Stripe’s early growth strategy includes solving a real problem, focusing on user experience, and word of mouth.
Solving a Real Problem
- Stripe’s growth can be attributed to how its founders came up with a solution to the need for a payment platform that could scale to any size. Its solution came at a time when it was really hard to accept online payments. The company also offers robust documentation to answer questions, detail-oriented testing settings, and payment UI available to anyone.

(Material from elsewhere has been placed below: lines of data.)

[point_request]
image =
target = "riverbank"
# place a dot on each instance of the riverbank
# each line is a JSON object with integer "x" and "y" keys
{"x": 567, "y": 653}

- Stripe “has lived up to its goal to take the pain out of payments for developers.”
- Since its early stage, Stripe has worked hard to offer the best user experience for developers and designers so they can easily build payment forms that are elegant, efficient, and functional. The company’s focus on customer experience “increased its popularity among developers.”
- “When Stripe first launched, it felt revolutionary that developers could switch from legacy processing systems to Stripe in a single day.“
- Stripe works behind the scenes so buyers don’t need to enter a third-party site to complete a transaction. It allows sellers to “maintain a one-to-one connection” with the buyer.
Word of Mouth
- Stripe’s initial growth can be attributed to the word of mouth of “people who were excited to finally have an alternative payment method.” After years of using tools that didn’t work for them, developers were willing to try anything. Specifically, the company gained popularity from a blog post from Garry Tan, a Y Combinator partner.
- Patrick Collison, co-founder and CEO of Stripe, stated: “Initially (Stripe) very much spread through a word of mouth process. That was surprising to us because it’s a payment system, not a social network so it’s not something you’d think would have any virality whatsoever. But it became clear that everything else was so bad and so painful to work with that people actually were selling this to their friends.”
- Another strategy implemented by the company was sending care packages to “developers who deployed live instances of Stripe,” which included t-shirts that were worn proudly and shared on social media to other developers.
- The company does not publicly share its internal metrics. However, as per CBInsights, one of its KPIs is the number of transactions.
- After its launch in 2011, Stripe raised a seed round from Sequoia Capital, Andreessen Horowitz, SV Angel, and PayPal founders Peter Thiel and Elon Musk that same year. In January 2014, the company reached unicorn status with a valuation of $1.8 billion.
- In August 2019, Stripe raised $1.1 billion and was valued at $35 billion.
SmarterQueue’s main strategies to grow in its early stage include focusing on customer feedback, building a remote team, and implementing a referral program.
- As SmarterQueue relied from the start on organic revenue, every decision made was “guided by customer feedback,” which has been a core foundation of the company.
- SmarterQueue listens to customer pain points, makes sure that customers are willing to pay for the solution, and builds solutions to their problems.
Building a Remote Team
- According to Claude Schneider, founder and CEO of SmaraterQueue, as workload grew too much to manage alone, he sought remote workers from around the world.
- His team started with 3-5 people in 2016 and 2017 to 15 people in 2018.
- As of 2018, the company had not implemented any major marketing campaigns. All of its early growth “has come from word-of-mouth referrals.” This strategy has brought the company a steady stream of traffic to its website.
- By rewarding users for spreading the word and writing product reviews on their blogs, the company has created a scalable and affordable marketing channel.
- According to available data, one of the company’s KPI is the number of paying customers.